Das letzte Schuljahr, das ist es also. Mein Herz schlägt so schnell, dass ich mir einbilde, es in meiner Brust hören zu können. Alles in mir, jede einzelne Faser meines Körpers schreit, dass ich weglaufen soll. Dass ich dort drinnen womöglich sterben werde. Wie ein Trottel stehe ich vor unserem etwas heruntergekommenen Schulgebäude und bin unfähig, es zu betreten.

Die Sommerferien sind gerade vorbei, doch ich war schon seit drei Monaten nicht mehr hier. Seit drei Monaten wissen alle, die mir etwas bedeuten, offiziell, was für eine Enttäuschung ich bin. Zurückzukommen ist schwerer als gedacht. Ich spüre ihn ganz deutlich, den Druck, der auf mir liegt. Er umgibt mich wie unsichtbarer Rauch und droht mir die Luft zum Atmen zu nehmen.

Von Weitem entdecke ich zwei Jungs und ein Mädchen, die sich unterhalten, während sie in die Schule hineingehen. Es sind meine Freunde: Karim, der mit der lässig lockeren Kleidung, Alya, die brünette Frohnatur unter uns, und Erik, mein bester Freund, seitdem ich hergezogen bin. Ein Teil in mir hat Angst davor, wie wir miteinander klarkommen werden, aber ein anderer freut sich auch, sie alle zu sehen. Letzterer reicht, um mich zu überwinden und das Gebäude ebenfalls zu betreten.
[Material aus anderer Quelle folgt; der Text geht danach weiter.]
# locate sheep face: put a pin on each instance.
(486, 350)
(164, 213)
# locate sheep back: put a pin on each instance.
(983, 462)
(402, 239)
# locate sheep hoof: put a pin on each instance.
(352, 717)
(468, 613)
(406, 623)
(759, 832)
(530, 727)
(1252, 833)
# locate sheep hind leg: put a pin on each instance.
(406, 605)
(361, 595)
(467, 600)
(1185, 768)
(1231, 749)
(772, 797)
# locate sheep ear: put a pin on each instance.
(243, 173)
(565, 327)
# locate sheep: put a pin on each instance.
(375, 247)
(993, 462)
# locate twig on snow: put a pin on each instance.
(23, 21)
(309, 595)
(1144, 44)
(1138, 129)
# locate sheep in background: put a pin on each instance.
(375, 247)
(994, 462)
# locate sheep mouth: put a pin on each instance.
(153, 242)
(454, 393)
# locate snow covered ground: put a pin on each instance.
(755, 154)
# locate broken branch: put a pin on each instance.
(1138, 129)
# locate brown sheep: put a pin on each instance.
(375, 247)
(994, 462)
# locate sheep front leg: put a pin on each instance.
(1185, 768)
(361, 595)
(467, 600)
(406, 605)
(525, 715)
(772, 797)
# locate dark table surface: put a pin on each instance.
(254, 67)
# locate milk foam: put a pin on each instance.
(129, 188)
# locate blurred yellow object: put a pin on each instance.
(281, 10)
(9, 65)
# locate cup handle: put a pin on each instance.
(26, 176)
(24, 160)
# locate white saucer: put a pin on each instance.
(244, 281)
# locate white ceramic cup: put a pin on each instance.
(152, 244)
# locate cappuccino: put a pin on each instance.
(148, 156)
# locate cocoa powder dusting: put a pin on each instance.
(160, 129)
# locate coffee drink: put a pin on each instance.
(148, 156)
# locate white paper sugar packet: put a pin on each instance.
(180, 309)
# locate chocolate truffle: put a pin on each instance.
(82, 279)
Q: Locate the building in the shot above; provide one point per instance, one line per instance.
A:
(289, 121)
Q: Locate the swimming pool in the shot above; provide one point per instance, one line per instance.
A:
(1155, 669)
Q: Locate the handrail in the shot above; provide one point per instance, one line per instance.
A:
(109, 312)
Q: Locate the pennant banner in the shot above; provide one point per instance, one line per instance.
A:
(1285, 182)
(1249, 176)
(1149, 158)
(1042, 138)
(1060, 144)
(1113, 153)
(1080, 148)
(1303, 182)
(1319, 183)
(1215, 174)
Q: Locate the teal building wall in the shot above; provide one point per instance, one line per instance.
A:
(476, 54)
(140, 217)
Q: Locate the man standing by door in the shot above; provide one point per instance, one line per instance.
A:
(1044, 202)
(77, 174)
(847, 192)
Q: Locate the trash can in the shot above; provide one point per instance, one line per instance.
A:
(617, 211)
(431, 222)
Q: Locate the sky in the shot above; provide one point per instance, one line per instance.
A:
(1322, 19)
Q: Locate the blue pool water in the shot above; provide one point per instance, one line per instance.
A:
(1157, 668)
Drinnen riecht es exakt genauso, wie ich es in Erinnerung habe. Nach Schule. Jeder, der lange nicht dort war, weiß, was ich meine. Ich durchkreuze die hellen Flure und entdecke die drei in der Nähe des Raumes, in dem unsere erste Stunde nach den Ferien stattfinden wird.

„Hi...Leute", sage ich vorsichtig und ziehe damit wie gewollt ihre Aufmerksamkeit auf mich.
„Hey Mika, was geht?", meint Karim und begrüßt mich mit einem schnellen Handschlag, den ich erwidere.
„Lange nicht gesehen, Kumpel", kommt es von Erik. Er reicht mir die Hand, zieht mich danach in eine lockere Umarmung und klopft mir dabei zweimal auf den Rücken. „Hallo", murmle ich noch immer etwas unsicher.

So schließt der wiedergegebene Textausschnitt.